A newly discovered protein could hold the key to the genetic treatment of psoriasis and other skin conditions, according to a new University of Birmingham study. The protein is part of JARID2, a molecule previously thought to be present exclusively in the embryo, and which plays an essential part in skin layer differentiation.
By ensuring that skin tissues maintain their natural state of differentiation, the molecule prevents skin conditions such as psoriasis, which is caused by the rapid division of cells. In psoriasis, immature cells are pushed to the surface of the skin, thus causing a crusty red buildup covered in whitish-silver scales.
The newly-discovered protein – named N-JARID2 – can thus play an essential role in the development of a genetic treatment for psoriasis.

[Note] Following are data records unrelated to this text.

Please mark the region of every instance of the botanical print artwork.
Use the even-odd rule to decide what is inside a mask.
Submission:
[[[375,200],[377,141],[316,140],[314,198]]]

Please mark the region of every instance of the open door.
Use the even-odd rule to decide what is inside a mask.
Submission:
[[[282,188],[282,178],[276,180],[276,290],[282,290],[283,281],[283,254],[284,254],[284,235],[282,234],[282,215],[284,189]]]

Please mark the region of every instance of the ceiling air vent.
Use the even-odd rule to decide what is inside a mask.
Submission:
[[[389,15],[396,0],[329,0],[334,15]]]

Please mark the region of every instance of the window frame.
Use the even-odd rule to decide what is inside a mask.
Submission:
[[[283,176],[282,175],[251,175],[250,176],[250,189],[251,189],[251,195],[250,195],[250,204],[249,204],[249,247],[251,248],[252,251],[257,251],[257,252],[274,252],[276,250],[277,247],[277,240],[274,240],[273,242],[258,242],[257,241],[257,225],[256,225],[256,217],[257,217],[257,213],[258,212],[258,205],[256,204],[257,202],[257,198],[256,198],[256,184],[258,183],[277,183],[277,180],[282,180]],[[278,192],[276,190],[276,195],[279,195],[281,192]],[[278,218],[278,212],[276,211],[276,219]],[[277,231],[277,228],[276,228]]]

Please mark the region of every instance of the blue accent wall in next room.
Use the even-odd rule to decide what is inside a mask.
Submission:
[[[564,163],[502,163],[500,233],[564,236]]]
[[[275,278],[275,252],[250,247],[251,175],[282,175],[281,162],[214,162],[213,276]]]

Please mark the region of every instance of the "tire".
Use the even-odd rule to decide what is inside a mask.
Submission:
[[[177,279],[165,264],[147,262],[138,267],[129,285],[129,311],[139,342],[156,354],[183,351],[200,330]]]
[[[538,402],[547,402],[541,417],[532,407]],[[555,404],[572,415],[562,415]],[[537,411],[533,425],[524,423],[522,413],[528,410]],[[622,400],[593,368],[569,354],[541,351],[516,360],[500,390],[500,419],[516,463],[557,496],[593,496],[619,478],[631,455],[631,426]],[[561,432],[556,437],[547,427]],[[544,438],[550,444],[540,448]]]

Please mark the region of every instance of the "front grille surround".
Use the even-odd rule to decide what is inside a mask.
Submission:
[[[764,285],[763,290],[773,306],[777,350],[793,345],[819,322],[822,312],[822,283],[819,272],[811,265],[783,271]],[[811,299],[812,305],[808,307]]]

Dr. Aditi Kanhere from the School of Biosciences, who coordinated the study, explains: “In some diseases, cells lose their ability to differentiate, and divide more rapidly. Being able to redirect cells back to their usual life cycle could alleviate the processes behind the disease.”
Following Dr. Kanhere’s research, published in EMBO Journal, the patenting team at University of Birmingham Enterprise filed a broad-based patent covering the use of N-JARID2 in therapies for conditions caused by excessive skin cell growth, such as psoriasis.
According to a University of Birmingham press release, “the research team is now investigating how N-JARID2 is generated and its wider implication in disease, while the patenting team hopes that this discovery will ultimately lead to novel therapies for skin conditions.”
Current psoriasis treatments are based on topical corticosteroids, vitamin D analogues and calcineurin inhibitors, among others, and can only provide either an alleviation in the severity of the symptom or a temporary clearance of the skin. A permanent cure, however, has yet to be developed. If successful, genetic therapy for psoriasis could potentially provide the cure for this disease.
According to the World Psoriasis Day consortium, psoriasis currently affects more than 125 million people worldwide.